The Community Development Committee focused primarily on sidewalk snow removal plans. Many community members expressed their concerns and frustrations to Common Council with how the City handled snow removal during past winters. Council Member Wyatt looks forward to seeing what community volunteers will do about helping with snow removal and thinks that snow blowers would be a helpful tool as winters get harsher due to climate change. Seamus Gallivan, a co-founder of Slow Roll Buffalo, spoke about the organization's collaborative efforts on snow removal over the years with the City of Buffalo. Slow Roll represented Buffalo as one of three cities chosen for the 8 80 Cities' Wintermission program. The initiative aims to address social isolation during the winter months. A community survey in Buffalo revealed sidewalk snow removal was the primary issue needed to address basic needs.

Francisco Guzman, Acting Commissioner of the Department of Public Works, told the Council that the finalized snow plan for the City would be available by November 1, including best practices. Council Member Wyatt gave his frustrations to Guzman for lack of an available plan when the Council has asked for something since last year. Guzman could not answer concerns from Council Member Wyatt regarding technology to notify community members when the snow plowing will be happening in their neighborhood. Instead, he stated that they're still working on the snow removal plan available on November 1. 

Lastly, council members opposed an opioid treatment clinic in Clev-Hill Plaza. The company affiliated with the clinic has yet to respond to Council Member Wyatt's request to come before the Common Council to justify its decision to establish a clinic in his district. Community members expressed frustration toward council members for not fighting as hard to halt the building process in their neighborhood.

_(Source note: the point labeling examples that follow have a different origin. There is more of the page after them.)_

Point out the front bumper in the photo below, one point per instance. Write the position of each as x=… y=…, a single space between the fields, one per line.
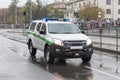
x=69 y=52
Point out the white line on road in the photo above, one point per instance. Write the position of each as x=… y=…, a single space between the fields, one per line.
x=108 y=74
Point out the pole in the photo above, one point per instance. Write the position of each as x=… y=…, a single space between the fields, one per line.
x=30 y=11
x=117 y=39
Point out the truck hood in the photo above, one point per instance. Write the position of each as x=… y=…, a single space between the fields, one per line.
x=69 y=36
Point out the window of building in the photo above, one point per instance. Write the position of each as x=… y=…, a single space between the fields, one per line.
x=108 y=2
x=108 y=11
x=118 y=2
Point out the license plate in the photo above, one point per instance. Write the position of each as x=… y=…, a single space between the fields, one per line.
x=76 y=47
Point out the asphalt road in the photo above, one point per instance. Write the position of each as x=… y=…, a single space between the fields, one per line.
x=15 y=65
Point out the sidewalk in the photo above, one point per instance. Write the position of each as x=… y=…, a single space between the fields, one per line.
x=108 y=43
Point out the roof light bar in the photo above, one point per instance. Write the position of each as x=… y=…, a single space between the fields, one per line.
x=55 y=19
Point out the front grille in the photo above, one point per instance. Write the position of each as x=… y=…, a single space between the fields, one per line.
x=75 y=43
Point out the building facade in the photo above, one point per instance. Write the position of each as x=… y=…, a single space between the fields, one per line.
x=110 y=7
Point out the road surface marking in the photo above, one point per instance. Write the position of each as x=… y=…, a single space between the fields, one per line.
x=108 y=74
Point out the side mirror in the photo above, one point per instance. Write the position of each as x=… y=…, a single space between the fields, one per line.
x=83 y=31
x=42 y=32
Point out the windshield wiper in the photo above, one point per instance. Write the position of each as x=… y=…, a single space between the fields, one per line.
x=54 y=32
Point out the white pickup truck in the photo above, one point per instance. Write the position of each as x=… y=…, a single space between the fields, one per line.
x=58 y=39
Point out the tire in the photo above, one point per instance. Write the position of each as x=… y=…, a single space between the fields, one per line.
x=86 y=60
x=48 y=57
x=32 y=50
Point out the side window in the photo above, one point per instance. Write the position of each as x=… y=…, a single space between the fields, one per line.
x=43 y=28
x=33 y=26
x=38 y=27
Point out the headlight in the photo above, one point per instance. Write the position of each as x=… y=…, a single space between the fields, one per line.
x=58 y=42
x=89 y=42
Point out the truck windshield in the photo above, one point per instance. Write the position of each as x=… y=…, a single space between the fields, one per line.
x=62 y=28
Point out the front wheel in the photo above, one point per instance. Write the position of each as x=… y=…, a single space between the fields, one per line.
x=86 y=60
x=48 y=57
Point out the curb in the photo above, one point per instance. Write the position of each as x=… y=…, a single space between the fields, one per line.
x=107 y=50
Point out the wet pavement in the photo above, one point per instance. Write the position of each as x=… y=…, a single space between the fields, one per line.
x=15 y=65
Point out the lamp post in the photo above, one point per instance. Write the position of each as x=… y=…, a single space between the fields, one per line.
x=15 y=3
x=30 y=11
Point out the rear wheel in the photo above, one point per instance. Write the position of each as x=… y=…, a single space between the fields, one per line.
x=86 y=60
x=48 y=57
x=32 y=51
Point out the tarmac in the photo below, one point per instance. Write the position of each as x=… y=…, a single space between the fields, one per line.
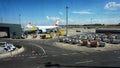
x=12 y=53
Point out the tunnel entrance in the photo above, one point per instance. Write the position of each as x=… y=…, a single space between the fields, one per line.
x=4 y=32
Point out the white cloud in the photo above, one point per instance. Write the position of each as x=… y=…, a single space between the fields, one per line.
x=82 y=12
x=112 y=6
x=52 y=18
x=60 y=13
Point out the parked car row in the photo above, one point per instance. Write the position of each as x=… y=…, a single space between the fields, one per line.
x=92 y=39
x=7 y=46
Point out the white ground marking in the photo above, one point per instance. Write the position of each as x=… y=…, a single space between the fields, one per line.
x=54 y=55
x=88 y=61
x=65 y=54
x=74 y=53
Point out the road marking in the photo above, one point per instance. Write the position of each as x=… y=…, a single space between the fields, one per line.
x=74 y=53
x=64 y=54
x=54 y=55
x=44 y=56
x=84 y=62
x=118 y=57
x=84 y=53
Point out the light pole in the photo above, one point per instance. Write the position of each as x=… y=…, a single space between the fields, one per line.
x=67 y=20
x=91 y=21
x=20 y=19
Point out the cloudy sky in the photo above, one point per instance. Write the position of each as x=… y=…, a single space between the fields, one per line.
x=45 y=12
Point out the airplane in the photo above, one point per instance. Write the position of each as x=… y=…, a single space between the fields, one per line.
x=33 y=29
x=44 y=29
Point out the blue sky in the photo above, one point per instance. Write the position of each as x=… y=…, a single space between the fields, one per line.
x=45 y=12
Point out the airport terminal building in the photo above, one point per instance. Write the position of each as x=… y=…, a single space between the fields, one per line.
x=108 y=30
x=10 y=30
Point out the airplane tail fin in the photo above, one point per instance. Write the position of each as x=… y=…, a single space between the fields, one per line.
x=29 y=25
x=57 y=23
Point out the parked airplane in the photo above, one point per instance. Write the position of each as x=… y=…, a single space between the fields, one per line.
x=49 y=27
x=31 y=29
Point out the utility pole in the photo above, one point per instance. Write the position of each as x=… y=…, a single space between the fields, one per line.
x=1 y=20
x=20 y=19
x=91 y=21
x=67 y=20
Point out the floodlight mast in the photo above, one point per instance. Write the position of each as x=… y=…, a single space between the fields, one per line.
x=67 y=21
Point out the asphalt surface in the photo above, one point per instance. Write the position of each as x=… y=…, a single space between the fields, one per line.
x=48 y=56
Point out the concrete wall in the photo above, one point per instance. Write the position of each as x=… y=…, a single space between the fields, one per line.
x=13 y=28
x=110 y=30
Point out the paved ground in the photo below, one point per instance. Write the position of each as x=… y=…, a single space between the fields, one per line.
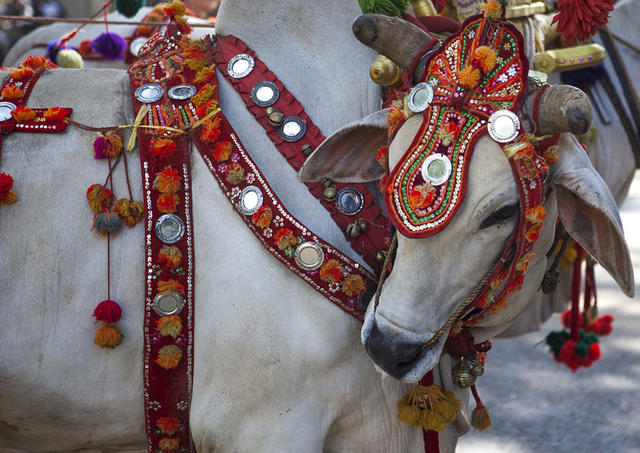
x=538 y=406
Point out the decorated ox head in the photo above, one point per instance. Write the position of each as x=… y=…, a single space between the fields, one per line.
x=481 y=163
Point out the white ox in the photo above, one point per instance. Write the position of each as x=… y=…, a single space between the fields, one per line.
x=432 y=276
x=36 y=41
x=277 y=367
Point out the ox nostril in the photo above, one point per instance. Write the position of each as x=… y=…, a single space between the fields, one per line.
x=394 y=357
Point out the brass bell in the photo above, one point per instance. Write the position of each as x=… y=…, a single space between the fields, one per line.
x=462 y=375
x=385 y=72
x=477 y=370
x=275 y=117
x=330 y=193
x=363 y=224
x=353 y=230
x=326 y=182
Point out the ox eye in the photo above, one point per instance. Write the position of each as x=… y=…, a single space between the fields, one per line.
x=500 y=216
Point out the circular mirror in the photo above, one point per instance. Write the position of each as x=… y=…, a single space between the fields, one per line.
x=436 y=169
x=169 y=228
x=181 y=92
x=264 y=93
x=168 y=304
x=149 y=93
x=420 y=97
x=5 y=110
x=240 y=66
x=136 y=44
x=309 y=256
x=250 y=200
x=503 y=126
x=292 y=129
x=350 y=201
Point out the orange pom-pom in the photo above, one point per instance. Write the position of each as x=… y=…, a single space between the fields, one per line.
x=167 y=181
x=331 y=272
x=469 y=77
x=108 y=336
x=485 y=58
x=262 y=217
x=12 y=92
x=170 y=256
x=170 y=286
x=168 y=425
x=210 y=130
x=284 y=239
x=352 y=285
x=221 y=151
x=169 y=356
x=163 y=147
x=22 y=113
x=168 y=203
x=235 y=173
x=99 y=197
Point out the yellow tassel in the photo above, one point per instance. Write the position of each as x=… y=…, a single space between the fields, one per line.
x=480 y=419
x=429 y=407
x=169 y=357
x=108 y=336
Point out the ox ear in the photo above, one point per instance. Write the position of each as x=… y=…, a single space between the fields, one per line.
x=589 y=212
x=349 y=154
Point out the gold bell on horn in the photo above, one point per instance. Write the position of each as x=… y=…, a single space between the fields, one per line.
x=385 y=72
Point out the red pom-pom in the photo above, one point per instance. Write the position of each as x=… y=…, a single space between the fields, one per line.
x=108 y=310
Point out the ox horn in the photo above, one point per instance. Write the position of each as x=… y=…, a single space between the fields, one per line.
x=393 y=37
x=562 y=108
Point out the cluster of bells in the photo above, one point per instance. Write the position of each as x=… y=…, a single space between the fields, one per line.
x=466 y=372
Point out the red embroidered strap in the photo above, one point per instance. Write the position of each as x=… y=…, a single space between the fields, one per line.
x=367 y=243
x=169 y=294
x=14 y=116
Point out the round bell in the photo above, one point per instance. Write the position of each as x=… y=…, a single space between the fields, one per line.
x=330 y=193
x=462 y=375
x=275 y=117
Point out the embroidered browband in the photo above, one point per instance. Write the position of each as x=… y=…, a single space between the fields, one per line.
x=352 y=206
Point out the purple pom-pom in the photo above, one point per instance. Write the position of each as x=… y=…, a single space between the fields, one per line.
x=110 y=45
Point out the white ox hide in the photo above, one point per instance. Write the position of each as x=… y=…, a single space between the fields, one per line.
x=432 y=276
x=36 y=41
x=277 y=367
x=611 y=155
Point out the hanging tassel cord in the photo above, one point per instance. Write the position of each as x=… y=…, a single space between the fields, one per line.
x=575 y=295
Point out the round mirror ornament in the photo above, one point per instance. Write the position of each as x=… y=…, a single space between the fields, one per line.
x=149 y=93
x=165 y=304
x=265 y=93
x=181 y=92
x=349 y=201
x=503 y=126
x=5 y=110
x=292 y=129
x=170 y=228
x=309 y=256
x=436 y=169
x=420 y=97
x=250 y=200
x=240 y=66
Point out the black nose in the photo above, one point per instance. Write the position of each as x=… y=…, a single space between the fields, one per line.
x=395 y=358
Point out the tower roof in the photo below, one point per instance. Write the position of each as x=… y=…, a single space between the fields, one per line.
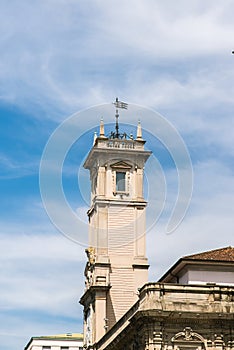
x=222 y=254
x=213 y=259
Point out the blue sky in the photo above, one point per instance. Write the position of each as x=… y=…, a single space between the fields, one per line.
x=61 y=57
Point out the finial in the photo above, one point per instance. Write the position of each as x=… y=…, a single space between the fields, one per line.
x=94 y=137
x=102 y=131
x=139 y=131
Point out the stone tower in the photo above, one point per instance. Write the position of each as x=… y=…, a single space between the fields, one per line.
x=117 y=265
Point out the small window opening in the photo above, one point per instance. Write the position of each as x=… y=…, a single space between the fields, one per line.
x=120 y=181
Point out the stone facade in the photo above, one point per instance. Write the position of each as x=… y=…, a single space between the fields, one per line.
x=116 y=253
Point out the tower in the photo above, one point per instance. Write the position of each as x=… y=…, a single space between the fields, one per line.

The Legislation Committee began with Council Member Wyatt stating plans for the Common Council to work with the administration and the Western New York Law Center to create a feasible policy for former homeowners to access surplus funds after foreclosure. There is an appetite to codify a more streamlined process as existing procedures remain unclear. Wyatt hopes the Common Council will be able to enact a policy before the end of the year.

A public hearing discussed a special use permit for a home at 53 Riverview. Michelle Smart spoke on behalf of the owner. The property manager expressed intentions to use the non-owner-occupied residence for short-term rental use (e.g., Airbnb rentals) and long-term rental use—for traveling nurses and others who might come into the area on an extended stay.

John Berry resides in the same neighborhood and testified in opposition to the permit. He noted the owner's absence during the public hearing he feels foreshadows future inactivity that will impact the community. Berry cited examples of owners purchasing houses, including a condemned apartment, within the area who failed to care for properties. He asserted he contacted multiple city departments that became "a circular firing squad" because no one took action or knew what to do.

"This city has done a very poor job at representing the people who own real estate here and live here," Berry declared. "We're opening up this possibility of creating—and I'm going to say it again—another situation where you have an owner of a property that's not going to reside there. And who's going to hold that property accountable?"

The property manager argued she and the owner live close to the house in question and plan to keep the structure up to date. Council Member Scanlon expressed concerns the owner already allowed people to stay on the property before obtaining the necessary license when the City advertised the process to get one.